Мы мчались по пространству города, инспектора отдавали честь, крутя жезлами, предлагали ехать еще быстрее, передавали нас от одного поста к другому, а наших преследователей, джип и "Волгу", пытавшихся пристроиться за нами, безжалостно отсекли: джип почти сразу, "Волгу" чуть позже, вылезших из "Волги" одинаковых, пытавшихся размахивать удостоверениями, быстренько уложили лицами в асфальт, да приперли их спины автоматными стволами.

– Куда мы всё-таки едем? – расслабившись, поинтересовался я у Катьки: мимо уже мелькали однотипные дома, пронесся указатель, что до окружной восемьсот метров, мы нырнули под путепровод, выскочили на загородное шоссе.

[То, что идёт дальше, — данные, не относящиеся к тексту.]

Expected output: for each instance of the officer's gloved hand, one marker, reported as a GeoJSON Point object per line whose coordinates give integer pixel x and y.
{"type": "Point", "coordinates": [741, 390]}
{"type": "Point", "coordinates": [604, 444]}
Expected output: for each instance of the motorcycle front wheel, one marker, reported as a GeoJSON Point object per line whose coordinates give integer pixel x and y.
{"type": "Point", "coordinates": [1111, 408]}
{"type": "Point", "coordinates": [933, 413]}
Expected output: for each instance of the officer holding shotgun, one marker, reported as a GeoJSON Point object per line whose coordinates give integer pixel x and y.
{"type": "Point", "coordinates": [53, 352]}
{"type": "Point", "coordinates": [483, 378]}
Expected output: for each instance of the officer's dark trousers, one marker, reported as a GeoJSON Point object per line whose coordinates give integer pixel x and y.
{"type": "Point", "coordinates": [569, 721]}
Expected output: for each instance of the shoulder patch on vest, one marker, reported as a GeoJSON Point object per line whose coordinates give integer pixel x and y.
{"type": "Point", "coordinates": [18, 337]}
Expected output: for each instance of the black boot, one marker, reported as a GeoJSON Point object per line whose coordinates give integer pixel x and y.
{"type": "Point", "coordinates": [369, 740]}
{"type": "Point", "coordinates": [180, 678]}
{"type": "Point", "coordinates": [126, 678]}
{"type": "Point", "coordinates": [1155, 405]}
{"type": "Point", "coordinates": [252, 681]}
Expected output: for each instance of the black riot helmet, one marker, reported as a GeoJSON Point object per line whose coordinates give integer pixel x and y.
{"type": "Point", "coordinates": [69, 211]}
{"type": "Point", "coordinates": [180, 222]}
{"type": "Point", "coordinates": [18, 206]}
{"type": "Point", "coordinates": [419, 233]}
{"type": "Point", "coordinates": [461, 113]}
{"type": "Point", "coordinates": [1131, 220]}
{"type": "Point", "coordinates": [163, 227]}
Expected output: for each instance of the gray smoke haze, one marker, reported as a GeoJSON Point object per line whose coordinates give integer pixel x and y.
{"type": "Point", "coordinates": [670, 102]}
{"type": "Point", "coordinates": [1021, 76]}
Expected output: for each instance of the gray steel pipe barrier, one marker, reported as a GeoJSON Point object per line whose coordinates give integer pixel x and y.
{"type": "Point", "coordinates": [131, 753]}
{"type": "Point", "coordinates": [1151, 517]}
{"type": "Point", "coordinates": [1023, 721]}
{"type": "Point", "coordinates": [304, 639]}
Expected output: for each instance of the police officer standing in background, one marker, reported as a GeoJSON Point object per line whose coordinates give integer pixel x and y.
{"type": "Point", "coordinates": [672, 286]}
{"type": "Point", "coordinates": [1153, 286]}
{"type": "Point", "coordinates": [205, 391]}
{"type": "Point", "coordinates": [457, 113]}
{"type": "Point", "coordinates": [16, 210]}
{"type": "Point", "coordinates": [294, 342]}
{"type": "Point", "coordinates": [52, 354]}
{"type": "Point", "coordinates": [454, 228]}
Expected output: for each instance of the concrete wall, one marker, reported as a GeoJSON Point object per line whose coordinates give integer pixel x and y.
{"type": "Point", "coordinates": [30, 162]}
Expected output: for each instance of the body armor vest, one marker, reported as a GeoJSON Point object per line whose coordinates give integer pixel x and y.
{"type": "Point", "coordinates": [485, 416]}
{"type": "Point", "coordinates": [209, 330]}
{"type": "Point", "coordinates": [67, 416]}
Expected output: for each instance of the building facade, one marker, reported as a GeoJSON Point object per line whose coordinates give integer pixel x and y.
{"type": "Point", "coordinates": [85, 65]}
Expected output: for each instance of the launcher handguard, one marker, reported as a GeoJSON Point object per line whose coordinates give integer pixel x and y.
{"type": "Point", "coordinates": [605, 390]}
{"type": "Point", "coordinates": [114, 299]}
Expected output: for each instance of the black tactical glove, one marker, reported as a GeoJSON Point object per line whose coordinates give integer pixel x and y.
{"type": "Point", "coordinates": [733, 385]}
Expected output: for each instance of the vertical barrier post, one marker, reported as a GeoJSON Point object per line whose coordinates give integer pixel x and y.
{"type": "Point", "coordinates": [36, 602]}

– На один маленький, секретный военный аэродром. Там нас ждет самолёт, оттуда мы и полетим в Кокшайск, – бросила Катька через плечо и толкнула младшего сержанта:

– Вот, здесь! Давай сворачивай, Лёха, срежем по проселку!

Младший сержант Лёха маханул через кювет на жуткую проселочную дорогу, "уазик", грозя развалиться, помчался, разбрызгивая грязь. Руль вырывало из рук сержанта, а он все время крутил тощей шеей и цокал языком:

– Вот так дела! Вы в Кокшайск? Да я сам кокшайский! У нас, в Кокшайске, я был по машинам самым лучшим, поэтому меня и взяли сюда служить...

Кокшайск! Кокшайск! Меня просто перевернуло, я вдруг словно поднялся над происходящим, воспарил. Мне стало тесно в своем теле. И хотя мы, подпрыгивая на ухабах, проваливаясь в колдобины, выскакивая и опускаясь вновь в колею, мчались по бескрайнему подмосковному полю, я почувствовал себя всадником на белой лошади, изящно изогнутая шея которой плавно ходила передо мной, бросившим стремена, отпустившим поводья. Мне в лицо бил горячий воздух пустыни, ее песок скрипел на зубах, хвост белого тюрбана телепался позади, там, где за мной поспевали спутники, мои сопровождающие, такие же как я, всадники на белых арабских скакунах.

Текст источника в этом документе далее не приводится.